CAPITOLO SETTIMO

Alla fine non erano più riusciti a parlarsi Giò e Matt, era arrivata sera troppo in fretta e l’indomani sarebbero andati via. Matt sospirò, non che avessero niente di particolare da dirsi… non avevano litigato in fondo, e lui si era detto d’accordo a nascondere la loro storia se Giò voleva così, quindi non c’era davvero motivo di intristirsi in quel modo. Però la vacanza stava finendo, già avevano deciso di allungarla un giorno andando via l’indomani e saltando scuola, invece di partire quel pomeriggio. La paura che tornati a scuola, in città, le cose cambiassero
inevitabilmente, di scoprirsi lontani, di perdere quello che si aveva… era inutile, era inutile dirsi di farsi meno paranoie perché quelli erano pensieri che si insinuavano nel profondo e non volevano staccarsi più, come sanguisughe orrende che succhiano via i sogni lasciandoti in cambio incubi. Erano tutti seduti in cerchio, lui e Giò erano seduti di fronte e ogni tanto si regalavano sguardi fuggevoli. A ogni sguardo Manuele chiamava Nana e quella le rispondeva con un insulto, la cosa strana era che lui dopo sembrava sentirsi molto meglio: prima o poi avrebbe dovuto chiedergli se stavano sviluppando un rapporto sadomaso o che altro. “Dai dai è l’ora dei pettegolezzi piccanti!” esordì Eleonora scambiandosi un occhiata complice con Manuele, Matt tremò: quando quei due si alleavano aveva sempre paura che la casa potesse cadergli sulla testa. “Di che tipo?” chiese subito il ragazzo, interessato dall’argomento, Matt scosse la testa, quanto era ipocrita! Sicuramente avevano architettato chissà cosa.

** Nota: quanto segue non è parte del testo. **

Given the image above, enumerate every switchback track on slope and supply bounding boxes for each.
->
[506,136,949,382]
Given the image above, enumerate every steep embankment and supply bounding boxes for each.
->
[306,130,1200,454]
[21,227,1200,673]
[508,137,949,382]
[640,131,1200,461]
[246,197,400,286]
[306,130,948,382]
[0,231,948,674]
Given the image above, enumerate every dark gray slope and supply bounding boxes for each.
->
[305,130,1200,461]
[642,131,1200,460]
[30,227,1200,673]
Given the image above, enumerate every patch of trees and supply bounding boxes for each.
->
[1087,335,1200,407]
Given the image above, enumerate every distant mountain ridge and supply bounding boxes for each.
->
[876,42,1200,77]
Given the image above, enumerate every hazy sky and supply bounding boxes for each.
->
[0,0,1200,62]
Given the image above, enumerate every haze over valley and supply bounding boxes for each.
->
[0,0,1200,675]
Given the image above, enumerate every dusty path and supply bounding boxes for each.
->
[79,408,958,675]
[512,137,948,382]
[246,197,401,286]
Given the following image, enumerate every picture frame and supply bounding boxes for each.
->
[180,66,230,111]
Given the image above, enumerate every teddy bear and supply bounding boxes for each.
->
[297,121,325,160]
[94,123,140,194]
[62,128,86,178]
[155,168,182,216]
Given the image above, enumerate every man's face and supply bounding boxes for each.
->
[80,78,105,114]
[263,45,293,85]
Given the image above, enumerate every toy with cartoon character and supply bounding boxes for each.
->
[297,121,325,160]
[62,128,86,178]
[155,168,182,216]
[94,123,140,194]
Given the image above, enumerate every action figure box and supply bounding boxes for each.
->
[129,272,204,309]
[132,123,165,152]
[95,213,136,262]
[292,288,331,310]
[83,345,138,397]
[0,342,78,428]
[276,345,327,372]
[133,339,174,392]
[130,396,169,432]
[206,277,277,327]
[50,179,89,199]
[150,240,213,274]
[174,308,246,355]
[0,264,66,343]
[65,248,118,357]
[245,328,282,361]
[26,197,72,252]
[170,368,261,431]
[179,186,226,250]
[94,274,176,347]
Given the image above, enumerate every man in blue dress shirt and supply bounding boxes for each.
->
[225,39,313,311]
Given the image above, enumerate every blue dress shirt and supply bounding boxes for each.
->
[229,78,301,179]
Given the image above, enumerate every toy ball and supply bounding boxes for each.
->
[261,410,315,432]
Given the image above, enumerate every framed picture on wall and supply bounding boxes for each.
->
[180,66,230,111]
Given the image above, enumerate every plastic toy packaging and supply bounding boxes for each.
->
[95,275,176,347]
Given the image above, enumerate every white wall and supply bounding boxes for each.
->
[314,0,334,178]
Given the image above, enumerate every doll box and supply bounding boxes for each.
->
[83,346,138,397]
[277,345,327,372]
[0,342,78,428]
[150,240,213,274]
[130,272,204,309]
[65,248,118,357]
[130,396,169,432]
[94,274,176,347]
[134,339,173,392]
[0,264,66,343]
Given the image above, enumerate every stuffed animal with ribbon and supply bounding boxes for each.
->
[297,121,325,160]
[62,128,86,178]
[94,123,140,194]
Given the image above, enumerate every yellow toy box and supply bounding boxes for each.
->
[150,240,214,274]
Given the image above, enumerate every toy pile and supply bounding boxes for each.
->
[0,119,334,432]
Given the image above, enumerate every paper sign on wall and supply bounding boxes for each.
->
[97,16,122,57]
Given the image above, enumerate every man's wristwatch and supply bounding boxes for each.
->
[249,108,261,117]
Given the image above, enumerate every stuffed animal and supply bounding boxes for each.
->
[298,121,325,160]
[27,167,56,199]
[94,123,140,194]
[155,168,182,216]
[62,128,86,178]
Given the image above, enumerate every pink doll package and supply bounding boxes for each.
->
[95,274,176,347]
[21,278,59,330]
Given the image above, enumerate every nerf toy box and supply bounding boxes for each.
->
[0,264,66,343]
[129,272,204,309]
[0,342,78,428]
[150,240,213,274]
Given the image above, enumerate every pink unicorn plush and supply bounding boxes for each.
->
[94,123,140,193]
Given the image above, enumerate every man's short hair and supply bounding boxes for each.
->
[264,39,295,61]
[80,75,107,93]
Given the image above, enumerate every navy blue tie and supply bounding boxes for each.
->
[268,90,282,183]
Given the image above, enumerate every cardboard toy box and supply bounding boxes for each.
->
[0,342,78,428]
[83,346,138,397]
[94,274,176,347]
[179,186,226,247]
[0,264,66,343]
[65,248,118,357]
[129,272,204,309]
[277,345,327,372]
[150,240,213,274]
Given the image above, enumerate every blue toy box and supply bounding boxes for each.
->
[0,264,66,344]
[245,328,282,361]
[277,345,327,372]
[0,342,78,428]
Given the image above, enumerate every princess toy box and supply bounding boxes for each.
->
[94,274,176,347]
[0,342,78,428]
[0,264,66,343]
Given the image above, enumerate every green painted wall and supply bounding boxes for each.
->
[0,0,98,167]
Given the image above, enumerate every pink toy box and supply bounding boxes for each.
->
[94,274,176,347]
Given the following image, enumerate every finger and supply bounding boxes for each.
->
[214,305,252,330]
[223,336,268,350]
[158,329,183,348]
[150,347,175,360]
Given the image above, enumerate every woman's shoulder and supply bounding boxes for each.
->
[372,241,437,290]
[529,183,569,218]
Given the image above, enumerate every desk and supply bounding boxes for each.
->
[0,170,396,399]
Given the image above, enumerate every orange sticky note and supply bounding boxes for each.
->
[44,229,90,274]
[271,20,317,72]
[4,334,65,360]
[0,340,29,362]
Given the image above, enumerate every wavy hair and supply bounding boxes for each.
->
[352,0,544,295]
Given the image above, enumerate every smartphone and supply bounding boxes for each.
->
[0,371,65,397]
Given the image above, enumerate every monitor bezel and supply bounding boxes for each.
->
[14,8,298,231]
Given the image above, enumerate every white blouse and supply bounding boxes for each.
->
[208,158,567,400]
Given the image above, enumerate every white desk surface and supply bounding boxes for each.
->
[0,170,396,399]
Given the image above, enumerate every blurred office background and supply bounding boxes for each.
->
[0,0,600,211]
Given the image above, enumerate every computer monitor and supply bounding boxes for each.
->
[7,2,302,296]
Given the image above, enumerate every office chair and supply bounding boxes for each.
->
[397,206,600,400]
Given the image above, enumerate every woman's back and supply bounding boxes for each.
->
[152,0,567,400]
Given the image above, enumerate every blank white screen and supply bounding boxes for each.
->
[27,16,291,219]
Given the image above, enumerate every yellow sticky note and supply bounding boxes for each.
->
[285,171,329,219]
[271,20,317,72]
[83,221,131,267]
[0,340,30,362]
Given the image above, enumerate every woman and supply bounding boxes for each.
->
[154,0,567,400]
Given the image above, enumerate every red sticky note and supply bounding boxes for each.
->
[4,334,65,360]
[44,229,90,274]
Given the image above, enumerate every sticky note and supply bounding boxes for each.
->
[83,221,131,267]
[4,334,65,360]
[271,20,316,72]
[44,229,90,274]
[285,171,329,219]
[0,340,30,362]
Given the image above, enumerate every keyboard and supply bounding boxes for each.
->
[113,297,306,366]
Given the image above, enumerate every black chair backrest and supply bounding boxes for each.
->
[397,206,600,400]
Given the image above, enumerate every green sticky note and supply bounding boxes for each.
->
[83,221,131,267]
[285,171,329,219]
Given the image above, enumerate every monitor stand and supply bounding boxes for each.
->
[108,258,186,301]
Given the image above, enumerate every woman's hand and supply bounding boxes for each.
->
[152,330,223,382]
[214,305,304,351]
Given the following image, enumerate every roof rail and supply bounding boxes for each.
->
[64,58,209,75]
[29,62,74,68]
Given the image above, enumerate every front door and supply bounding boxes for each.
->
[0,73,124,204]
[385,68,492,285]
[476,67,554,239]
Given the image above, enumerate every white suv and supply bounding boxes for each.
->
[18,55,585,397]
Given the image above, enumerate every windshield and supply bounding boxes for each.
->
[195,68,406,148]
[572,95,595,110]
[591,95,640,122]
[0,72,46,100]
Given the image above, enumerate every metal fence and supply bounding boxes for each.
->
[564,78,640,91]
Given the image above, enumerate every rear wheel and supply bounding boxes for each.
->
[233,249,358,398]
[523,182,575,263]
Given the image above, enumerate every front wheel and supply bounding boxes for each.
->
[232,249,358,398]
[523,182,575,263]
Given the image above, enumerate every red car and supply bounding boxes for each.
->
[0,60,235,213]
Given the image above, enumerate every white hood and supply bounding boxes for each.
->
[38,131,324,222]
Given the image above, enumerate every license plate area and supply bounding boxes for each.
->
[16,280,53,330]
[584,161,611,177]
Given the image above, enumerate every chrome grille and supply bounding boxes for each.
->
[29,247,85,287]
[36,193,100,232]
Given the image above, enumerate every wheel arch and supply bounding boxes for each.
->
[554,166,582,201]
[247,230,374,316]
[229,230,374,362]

“Uhm… tipo che ci raccontiamo la nostra prima volta! Dai!” a Matt andò di traverso la birra che stava bevendo e Nana seduta accanto a lui gli batté violentemente la schiena, rischiando seriamente di procurargli contusioni e lividi niente male.
“Ma anche no!” replicò immediatamente, notando però come Nana sorrideva maliziosa e come Gabriele - nonostante fosse arrossito- guardava Eleonora interessato, evidentemente non vedeva l’ora di sentire il suo racconto.
L’unico a disagio quanto lui era Giò, sicuramente per il suo stesso motivo. La loro prima volta l’avevano fatta assieme.
“Ma daaaaaai Matt! Sarà divertente!”
Jess sorrise caustica, stendendo le belle gambe e guardandosi le unghie: “Magari non ha nulla da raccontare” insinuò leggera, non ce l’aveva con Matt in particolare, ma dopo aver visto come i ragazzi si erano stretti attorno a Giò intimandole di smetterla di tormentarlo, aveva cominciato a distribuire i suoi commenti acidi a tutti, non si dicesse che non era equa poi!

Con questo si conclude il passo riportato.